In Books X and XI, we’ve begun developing a theory for the motion of the planets and have that pretty much complete for all of the planets in longitude; we haven’t begun addressing their latitude. But, before getting to that, Ptolemy wants to explore retrograde motion.
While the models already account for this, Ptolemy is wanting to be able to predict when it will happen1. That will be our focus for the Book XII and we’ll get to latitudes in Book XIII.
Ptolemy tells us that he wants to “examine the greatest and least retrogradations associated with each of the five planets, and to show that the sizes of these, [as computed] from the above hypotheses, are in as close agreement as possible with those found from observations.”
While retrogradations were astrologically significant, exploring this and checking it against observation is also a strong test of the model itself, which is likely why Ptolemy is interested in it.
But before we can get into it, we’ll need to explore some preliminary lemmas. Specifically, Ptolemy wants to introduce us to a set of hypotheses from Apollonius of Perga. He tells us that:
[1] If [the synodic anomaly] is represented by the epicyclic hypothesis, in which the epicycle performs the [mean] motion in longitude on the circle concentric with the ecliptic towards the rear [i.e., in the order] of the signs, and the planet performs the motion in anomaly on the epicycle [uniformly] with respect to its own centre, towards the rear along the arc near apogee, and if a line is drawn from our point of view intersecting the epicycle in such a way that the ratio of half that segment of the line intercepted within the epicycle to that segment intercepted between the observer and the point where the line intersects the epicycle nearer its perigee is equal to the ratio of the speed of the epicycle to the speed of the planet, then the point on the arc of the epicycle nearer the perigee determined by the line so drawn is the boundary between forward motion and retrogradation, so that when the planet reaches that point it creates the appearance of station.
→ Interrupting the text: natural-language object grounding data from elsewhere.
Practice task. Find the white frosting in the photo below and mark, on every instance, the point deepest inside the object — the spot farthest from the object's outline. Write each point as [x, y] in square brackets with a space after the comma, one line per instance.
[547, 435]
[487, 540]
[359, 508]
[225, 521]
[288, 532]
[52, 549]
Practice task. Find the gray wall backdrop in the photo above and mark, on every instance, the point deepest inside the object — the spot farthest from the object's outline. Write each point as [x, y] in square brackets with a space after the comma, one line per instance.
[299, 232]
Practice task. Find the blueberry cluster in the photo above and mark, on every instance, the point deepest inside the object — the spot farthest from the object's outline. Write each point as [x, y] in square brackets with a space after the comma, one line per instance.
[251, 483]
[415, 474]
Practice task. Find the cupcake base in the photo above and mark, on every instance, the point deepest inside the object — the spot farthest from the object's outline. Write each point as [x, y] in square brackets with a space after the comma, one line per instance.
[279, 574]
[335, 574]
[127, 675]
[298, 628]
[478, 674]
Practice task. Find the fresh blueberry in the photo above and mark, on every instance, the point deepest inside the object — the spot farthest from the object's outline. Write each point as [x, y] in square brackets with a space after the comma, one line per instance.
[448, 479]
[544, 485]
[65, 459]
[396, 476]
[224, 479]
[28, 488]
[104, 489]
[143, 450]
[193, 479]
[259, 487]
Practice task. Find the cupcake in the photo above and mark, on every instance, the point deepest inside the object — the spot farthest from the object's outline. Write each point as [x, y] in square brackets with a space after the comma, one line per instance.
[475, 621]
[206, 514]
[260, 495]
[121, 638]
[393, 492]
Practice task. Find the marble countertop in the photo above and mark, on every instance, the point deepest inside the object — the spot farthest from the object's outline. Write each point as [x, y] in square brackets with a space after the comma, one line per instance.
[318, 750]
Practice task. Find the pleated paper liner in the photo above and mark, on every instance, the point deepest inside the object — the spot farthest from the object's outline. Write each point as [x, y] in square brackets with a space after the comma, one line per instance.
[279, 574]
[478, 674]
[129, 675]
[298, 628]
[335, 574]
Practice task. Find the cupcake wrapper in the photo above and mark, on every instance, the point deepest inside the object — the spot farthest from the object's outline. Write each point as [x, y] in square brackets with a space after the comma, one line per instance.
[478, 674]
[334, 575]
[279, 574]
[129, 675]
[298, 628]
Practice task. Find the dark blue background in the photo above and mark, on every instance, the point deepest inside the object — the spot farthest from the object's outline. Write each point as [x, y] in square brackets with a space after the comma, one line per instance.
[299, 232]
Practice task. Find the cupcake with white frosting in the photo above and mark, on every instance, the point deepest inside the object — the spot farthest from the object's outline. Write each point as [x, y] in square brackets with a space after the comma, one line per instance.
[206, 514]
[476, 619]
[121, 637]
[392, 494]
[2] If the anomaly related to the sun in represented by the eccentric hypothesis (which is a viable hypothesis only for the three [outer] planets which can reach any elongation from the sun), in which the centre of the eccentre moves [uniformly] about the centre of the ecliptic with the speed of the [mean] sun towards the rear [i.e., in the order] of the signs, while the planet moves on the eccentre in advance [i.e., in the reverse order] of the signs with a [uniform] speed with respect to the centre of the eccentre and equal to the [mean] motion in anomaly, and if a line is drawn in the eccentre through the centre of the ecliptic (i.e., the observer) in such a way that the ratio of half the whole line to the smaller of the two segments of the line formed by [the position of] the observer is equal to the ratio of the speed of the eccentre to the speed of the planet, then when the planet arrives at the point in which the above line cuts the arc of the eccentre near the perigee, it will produce the appearance of station.
“Station” is a term we haven’t encountered before. You can probably guess what it means from context – it’s simply the points where the planet’s motion appears to hold still as it changes between prograde and retrograde motion.
These two hypotheses are essentially telling us where about the orbits these standstills will be for the epicyclic models and eccentric hypotheses.
Ptolemy then tells us that he intends to explain both of these hypotheses with a
proof which contains both hypotheses combined in a common [figure], to demonstrate their agreement and similarity in these ratio of theirs too.
In other words, he’s going to prove them both at once and show that they’re similar in nature.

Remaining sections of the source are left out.